Download or read book Family Welfare and the State written by Mariarosa Dalla Costa and published by . This book was released on 2021-09-07 with total page 160 pages. Available in PDF, EPUB and Kindle. Book excerpt: Did the New Deal save the working class or destroy its ability to struggle for the well-being of all.
Download or read book Control and Subversion written by Colette Harris and published by Pluto Press (UK). This book was released on 2004-03-20 with total page 232 pages. Available in PDF, EPUB and Kindle. Book excerpt: Explores gender relations in Muslim societies, using post-Soviet Tajikistan as a central case-study.
Download or read book Fantomina written by Eliza Haywood and published by e-artnow.

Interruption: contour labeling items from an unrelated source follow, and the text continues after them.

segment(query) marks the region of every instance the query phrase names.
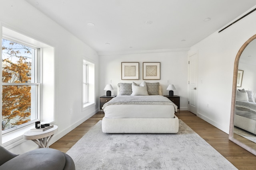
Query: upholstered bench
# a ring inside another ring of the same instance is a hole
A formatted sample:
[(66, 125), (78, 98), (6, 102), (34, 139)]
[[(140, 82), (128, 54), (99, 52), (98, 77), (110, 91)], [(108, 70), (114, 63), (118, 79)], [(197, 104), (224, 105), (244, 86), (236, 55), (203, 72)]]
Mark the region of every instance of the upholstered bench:
[(0, 170), (75, 169), (72, 158), (56, 149), (41, 148), (16, 155), (0, 146)]

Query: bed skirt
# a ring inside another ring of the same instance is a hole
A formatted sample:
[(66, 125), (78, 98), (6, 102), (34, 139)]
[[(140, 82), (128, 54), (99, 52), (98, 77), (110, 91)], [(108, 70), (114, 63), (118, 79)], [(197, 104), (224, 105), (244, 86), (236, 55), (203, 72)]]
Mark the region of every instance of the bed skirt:
[(104, 133), (175, 133), (179, 130), (179, 119), (173, 118), (107, 118), (102, 121)]

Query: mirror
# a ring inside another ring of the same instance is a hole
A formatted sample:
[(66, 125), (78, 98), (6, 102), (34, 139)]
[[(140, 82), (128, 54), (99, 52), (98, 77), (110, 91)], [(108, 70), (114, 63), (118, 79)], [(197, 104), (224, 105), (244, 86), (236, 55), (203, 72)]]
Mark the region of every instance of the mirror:
[[(235, 60), (229, 139), (256, 155), (256, 35)], [(254, 92), (254, 93), (253, 93)]]

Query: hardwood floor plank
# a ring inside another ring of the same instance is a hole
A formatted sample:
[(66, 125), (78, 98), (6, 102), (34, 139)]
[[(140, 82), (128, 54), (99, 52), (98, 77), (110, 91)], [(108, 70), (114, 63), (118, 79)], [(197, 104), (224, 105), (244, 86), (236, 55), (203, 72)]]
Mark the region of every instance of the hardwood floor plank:
[[(188, 111), (176, 115), (231, 162), (241, 170), (256, 168), (256, 156), (228, 140), (228, 135)], [(50, 147), (66, 152), (100, 120), (104, 114), (98, 112)]]

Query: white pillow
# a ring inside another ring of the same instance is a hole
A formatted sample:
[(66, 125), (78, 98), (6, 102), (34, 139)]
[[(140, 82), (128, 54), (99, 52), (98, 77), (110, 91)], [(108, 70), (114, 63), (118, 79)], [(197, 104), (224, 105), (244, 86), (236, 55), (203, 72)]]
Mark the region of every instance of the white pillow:
[(236, 100), (248, 102), (248, 94), (244, 89), (236, 90)]
[(138, 85), (134, 82), (132, 84), (132, 93), (131, 96), (148, 96), (146, 82), (142, 82)]

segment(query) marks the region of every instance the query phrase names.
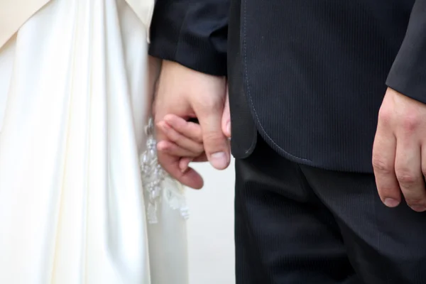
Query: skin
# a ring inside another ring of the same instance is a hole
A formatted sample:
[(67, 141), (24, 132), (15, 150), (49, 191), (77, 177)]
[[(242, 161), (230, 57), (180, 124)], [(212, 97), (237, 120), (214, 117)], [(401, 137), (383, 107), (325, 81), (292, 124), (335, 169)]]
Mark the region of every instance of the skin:
[[(197, 118), (205, 156), (215, 168), (223, 170), (227, 168), (230, 161), (229, 143), (222, 130), (226, 87), (224, 77), (198, 72), (170, 61), (163, 62), (154, 104), (158, 160), (171, 176), (190, 187), (201, 188), (202, 179), (190, 168), (182, 170), (180, 162), (182, 155), (173, 155), (172, 153), (185, 151), (185, 148), (170, 149), (173, 146), (167, 143), (170, 141), (166, 133), (168, 131), (169, 136), (175, 136), (175, 140), (177, 137), (163, 121), (167, 114), (173, 114), (185, 120)], [(181, 143), (187, 146), (197, 147), (188, 141)], [(180, 153), (190, 155), (186, 152)], [(204, 153), (193, 160), (202, 159), (202, 155)]]
[(383, 202), (402, 195), (413, 210), (426, 210), (426, 104), (388, 88), (378, 114), (373, 167)]

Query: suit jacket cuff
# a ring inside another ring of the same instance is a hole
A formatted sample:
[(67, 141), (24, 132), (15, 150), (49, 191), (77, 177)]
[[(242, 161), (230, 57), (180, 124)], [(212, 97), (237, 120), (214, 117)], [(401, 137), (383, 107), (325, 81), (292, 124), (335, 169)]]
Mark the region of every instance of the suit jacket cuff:
[(426, 104), (426, 0), (417, 0), (414, 5), (405, 38), (386, 84)]
[[(227, 0), (204, 1), (202, 5), (163, 3), (158, 1), (154, 11), (149, 54), (203, 73), (226, 76)], [(217, 13), (206, 13), (208, 11)]]

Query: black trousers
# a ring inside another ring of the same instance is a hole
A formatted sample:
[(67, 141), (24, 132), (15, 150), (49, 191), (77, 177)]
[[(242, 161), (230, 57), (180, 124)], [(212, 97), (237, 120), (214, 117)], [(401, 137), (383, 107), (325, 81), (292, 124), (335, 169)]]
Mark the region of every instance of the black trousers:
[(259, 138), (236, 161), (236, 284), (425, 284), (426, 214), (371, 174), (293, 163)]

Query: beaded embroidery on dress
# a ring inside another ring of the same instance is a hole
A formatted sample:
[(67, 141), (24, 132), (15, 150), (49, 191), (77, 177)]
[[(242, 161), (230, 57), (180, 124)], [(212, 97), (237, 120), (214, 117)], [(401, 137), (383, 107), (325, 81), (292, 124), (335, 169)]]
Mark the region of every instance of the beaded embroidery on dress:
[(146, 151), (141, 155), (141, 170), (143, 194), (147, 204), (148, 222), (150, 224), (158, 222), (158, 207), (163, 201), (165, 201), (173, 209), (180, 210), (182, 217), (187, 219), (189, 214), (183, 186), (171, 178), (158, 164), (152, 119), (149, 119), (145, 132), (147, 136)]

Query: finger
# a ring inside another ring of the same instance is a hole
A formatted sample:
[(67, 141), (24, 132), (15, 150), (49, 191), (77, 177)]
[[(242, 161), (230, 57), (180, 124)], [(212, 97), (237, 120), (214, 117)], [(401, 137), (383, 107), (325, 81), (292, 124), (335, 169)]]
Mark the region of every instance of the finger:
[(180, 169), (180, 170), (182, 170), (182, 171), (187, 170), (187, 169), (190, 166), (190, 163), (191, 163), (192, 161), (192, 158), (187, 158), (187, 157), (182, 158), (180, 159), (180, 160), (179, 161), (179, 168)]
[(231, 138), (231, 114), (229, 112), (229, 96), (226, 92), (226, 99), (225, 100), (225, 107), (222, 114), (222, 128), (224, 134), (228, 138)]
[(373, 146), (373, 169), (378, 195), (389, 207), (397, 207), (401, 194), (395, 173), (396, 139), (380, 121)]
[(165, 121), (160, 121), (158, 124), (158, 127), (165, 133), (168, 140), (171, 142), (173, 142), (178, 146), (193, 152), (197, 155), (200, 155), (204, 152), (204, 146), (202, 143), (195, 142), (182, 136), (175, 131)]
[(180, 158), (180, 160), (179, 161), (179, 168), (180, 168), (180, 170), (186, 170), (191, 162), (207, 162), (207, 160), (205, 153), (203, 153), (202, 155), (195, 158), (184, 157)]
[(414, 211), (426, 210), (426, 190), (422, 173), (421, 148), (411, 136), (397, 140), (395, 171), (407, 204)]
[(192, 152), (190, 150), (184, 149), (182, 147), (178, 146), (173, 142), (163, 140), (157, 143), (157, 151), (158, 152), (164, 153), (168, 155), (175, 156), (177, 158), (180, 157), (197, 157), (201, 154), (200, 152)]
[(173, 129), (195, 142), (202, 143), (202, 133), (200, 124), (187, 121), (174, 114), (167, 114), (164, 121)]
[(201, 126), (204, 151), (209, 161), (218, 170), (226, 168), (230, 160), (229, 143), (221, 127), (223, 107), (200, 108), (195, 111)]
[(158, 163), (168, 174), (184, 185), (200, 189), (203, 186), (202, 178), (192, 168), (182, 172), (179, 168), (179, 158), (158, 153)]

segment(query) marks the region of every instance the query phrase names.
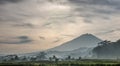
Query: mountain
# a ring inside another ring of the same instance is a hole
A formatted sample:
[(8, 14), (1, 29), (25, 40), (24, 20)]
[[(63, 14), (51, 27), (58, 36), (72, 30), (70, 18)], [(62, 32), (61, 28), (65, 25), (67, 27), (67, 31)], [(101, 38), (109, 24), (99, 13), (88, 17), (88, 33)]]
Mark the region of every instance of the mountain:
[(72, 51), (81, 47), (95, 47), (102, 40), (92, 34), (83, 34), (60, 46), (49, 49), (49, 51)]

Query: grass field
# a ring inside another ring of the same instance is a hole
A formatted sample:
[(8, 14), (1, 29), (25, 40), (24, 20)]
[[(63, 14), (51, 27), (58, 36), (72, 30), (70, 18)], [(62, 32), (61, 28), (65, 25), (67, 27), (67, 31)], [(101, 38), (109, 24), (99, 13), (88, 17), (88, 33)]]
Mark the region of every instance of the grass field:
[(119, 60), (80, 60), (59, 62), (3, 62), (0, 66), (120, 66)]

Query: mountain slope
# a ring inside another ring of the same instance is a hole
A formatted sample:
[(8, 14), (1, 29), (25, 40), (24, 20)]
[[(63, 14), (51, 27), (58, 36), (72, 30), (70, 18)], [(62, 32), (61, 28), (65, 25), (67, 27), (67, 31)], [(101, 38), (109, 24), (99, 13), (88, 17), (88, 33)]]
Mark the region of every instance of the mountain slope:
[(95, 47), (102, 40), (92, 34), (83, 34), (80, 37), (66, 42), (60, 46), (49, 49), (50, 51), (71, 51), (81, 47)]

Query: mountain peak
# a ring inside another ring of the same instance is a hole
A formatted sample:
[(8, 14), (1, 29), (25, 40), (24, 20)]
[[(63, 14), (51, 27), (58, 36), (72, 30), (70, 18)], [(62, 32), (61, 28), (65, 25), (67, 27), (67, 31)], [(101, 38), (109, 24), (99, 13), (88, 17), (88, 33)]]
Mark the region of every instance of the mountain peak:
[(81, 35), (71, 41), (68, 41), (60, 46), (52, 48), (50, 50), (71, 51), (71, 50), (75, 50), (75, 49), (78, 49), (81, 47), (95, 47), (101, 41), (102, 40), (99, 39), (98, 37), (96, 37), (92, 34), (86, 33), (86, 34), (83, 34), (83, 35)]

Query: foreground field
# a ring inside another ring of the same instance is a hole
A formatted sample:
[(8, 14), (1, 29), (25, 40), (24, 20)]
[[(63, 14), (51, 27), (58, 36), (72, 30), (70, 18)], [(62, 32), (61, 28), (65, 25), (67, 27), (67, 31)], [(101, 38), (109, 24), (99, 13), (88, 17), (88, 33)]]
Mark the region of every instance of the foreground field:
[(0, 66), (120, 66), (119, 60), (80, 60), (59, 62), (3, 62)]

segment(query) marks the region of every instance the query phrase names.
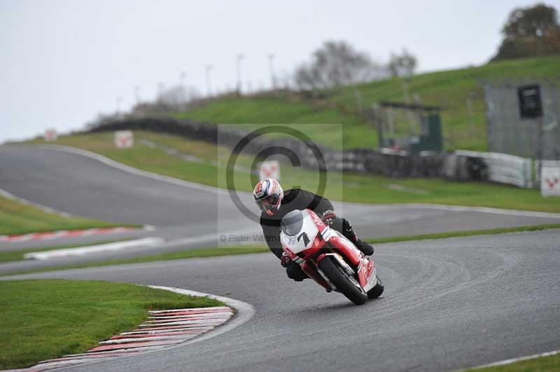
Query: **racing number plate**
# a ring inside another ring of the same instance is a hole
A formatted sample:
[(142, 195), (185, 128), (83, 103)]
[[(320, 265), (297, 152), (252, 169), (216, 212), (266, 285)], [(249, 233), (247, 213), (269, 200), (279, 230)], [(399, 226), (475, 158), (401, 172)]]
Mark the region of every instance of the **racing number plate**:
[(281, 234), (282, 244), (293, 253), (299, 253), (310, 248), (318, 234), (319, 229), (315, 226), (313, 220), (309, 215), (303, 220), (301, 230), (293, 236), (288, 236), (284, 233)]

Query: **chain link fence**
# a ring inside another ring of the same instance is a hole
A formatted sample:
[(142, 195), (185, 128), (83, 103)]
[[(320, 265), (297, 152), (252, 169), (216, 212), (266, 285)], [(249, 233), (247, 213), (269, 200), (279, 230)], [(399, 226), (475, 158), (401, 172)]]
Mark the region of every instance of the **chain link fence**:
[[(482, 83), (486, 96), (489, 151), (560, 159), (560, 78)], [(540, 115), (524, 118), (519, 90), (535, 86), (540, 91)]]

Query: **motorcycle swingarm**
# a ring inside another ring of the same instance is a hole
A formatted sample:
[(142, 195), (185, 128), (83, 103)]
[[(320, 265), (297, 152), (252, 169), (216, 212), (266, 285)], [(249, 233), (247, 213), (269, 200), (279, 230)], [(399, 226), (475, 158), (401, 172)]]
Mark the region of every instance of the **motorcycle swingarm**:
[[(356, 274), (356, 272), (354, 271), (354, 269), (351, 267), (350, 267), (350, 265), (349, 265), (346, 263), (346, 262), (344, 261), (344, 259), (343, 259), (342, 257), (338, 253), (323, 253), (321, 255), (318, 257), (317, 257), (317, 263), (318, 264), (319, 262), (321, 262), (321, 261), (327, 256), (331, 256), (334, 257), (335, 259), (337, 260), (337, 262), (338, 262), (340, 264), (341, 267), (342, 267), (344, 271), (346, 271), (346, 274), (351, 276), (354, 276), (354, 275)], [(330, 280), (328, 280), (328, 278), (327, 278), (327, 276), (324, 273), (323, 273), (323, 271), (321, 271), (321, 269), (318, 268), (318, 265), (317, 265), (317, 272), (321, 275), (323, 279), (330, 286), (332, 290), (338, 292), (337, 287), (335, 287), (335, 285), (330, 282)]]

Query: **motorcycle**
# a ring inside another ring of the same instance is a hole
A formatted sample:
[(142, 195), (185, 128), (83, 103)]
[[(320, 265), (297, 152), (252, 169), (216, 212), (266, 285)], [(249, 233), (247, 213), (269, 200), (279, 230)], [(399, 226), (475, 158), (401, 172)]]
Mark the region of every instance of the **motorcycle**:
[(284, 253), (328, 292), (340, 292), (356, 305), (383, 293), (373, 260), (310, 209), (286, 214), (281, 228)]

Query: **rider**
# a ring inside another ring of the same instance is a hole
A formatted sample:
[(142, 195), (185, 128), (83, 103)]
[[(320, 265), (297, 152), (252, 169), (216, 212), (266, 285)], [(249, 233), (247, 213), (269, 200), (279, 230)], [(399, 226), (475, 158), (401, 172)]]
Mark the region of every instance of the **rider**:
[(325, 223), (348, 238), (365, 255), (373, 254), (373, 247), (360, 241), (352, 229), (350, 221), (337, 217), (334, 207), (329, 200), (301, 189), (283, 191), (280, 183), (274, 178), (260, 180), (253, 190), (253, 196), (262, 213), (260, 226), (268, 248), (286, 268), (288, 277), (296, 281), (307, 278), (301, 266), (283, 255), (280, 242), (280, 222), (288, 212), (294, 210), (311, 209)]

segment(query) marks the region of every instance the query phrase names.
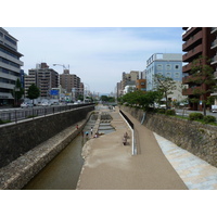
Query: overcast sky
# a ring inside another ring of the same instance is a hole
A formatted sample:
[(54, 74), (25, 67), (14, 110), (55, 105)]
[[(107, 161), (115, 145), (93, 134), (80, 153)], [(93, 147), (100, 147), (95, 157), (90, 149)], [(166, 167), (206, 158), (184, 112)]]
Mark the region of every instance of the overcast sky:
[(153, 53), (181, 53), (181, 27), (4, 27), (18, 40), (23, 69), (61, 64), (91, 91), (110, 93), (122, 73), (144, 71)]

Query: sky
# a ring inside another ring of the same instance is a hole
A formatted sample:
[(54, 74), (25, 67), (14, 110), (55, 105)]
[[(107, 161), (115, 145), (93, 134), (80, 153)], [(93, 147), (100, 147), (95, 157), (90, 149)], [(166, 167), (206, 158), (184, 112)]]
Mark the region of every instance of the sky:
[[(144, 71), (153, 53), (181, 53), (181, 27), (3, 27), (18, 42), (28, 69), (69, 66), (90, 91), (114, 92), (122, 73)], [(53, 64), (60, 64), (53, 66)]]

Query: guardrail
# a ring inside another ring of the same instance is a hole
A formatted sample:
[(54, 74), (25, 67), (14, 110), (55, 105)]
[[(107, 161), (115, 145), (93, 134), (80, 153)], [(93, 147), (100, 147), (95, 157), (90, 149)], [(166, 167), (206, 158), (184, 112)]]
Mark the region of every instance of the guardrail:
[(126, 120), (126, 123), (128, 124), (129, 128), (131, 129), (131, 132), (132, 132), (132, 155), (137, 155), (137, 146), (136, 146), (136, 141), (135, 141), (135, 125), (128, 118), (128, 116), (125, 115), (125, 113), (122, 110), (119, 110), (119, 113), (123, 116), (123, 118)]
[[(2, 124), (7, 123), (17, 123), (18, 120), (35, 118), (38, 116), (47, 116), (50, 114), (66, 112), (69, 110), (77, 110), (79, 107), (85, 107), (93, 105), (94, 103), (76, 104), (76, 105), (55, 105), (47, 107), (31, 107), (31, 108), (16, 108), (9, 111), (0, 110), (0, 120)], [(1, 124), (1, 123), (0, 123)]]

This book was released on 2021-02-17 with total page 31 pages. Available in PDF, EPUB and Kindle. Book excerpt: At the time of its publication, a woman's sexual desire was thought to be muted, even nonexistent. Sexual pursuits of any kind were thought to be a man's game, left for a woman to indulge or deny. The novel and its author so obviously challenges the standing ideas of what desire looks like and who it can come from. The main protagonist disguises herself as four different women in her efforts to understand how a man may interact with each individual persona. She is intrigued by the men at the theater and the attention they pay to the prostitutes there, decides to pretend being a prostitute herself. Disguised, she especially enjoys talking with Beauplaisir, whom she has encountered before, though previously constrained by her social status's formalities. He, not recognizing her, and believing her favors to be for sale, asks to meet her. She demurs and puts him off until the next evening.... The story explores a variety of themes, almost none of which come without literary dispute and controversy. The protagonist's game of disguise touches on everything from gender roles, to identity, to sexual desire.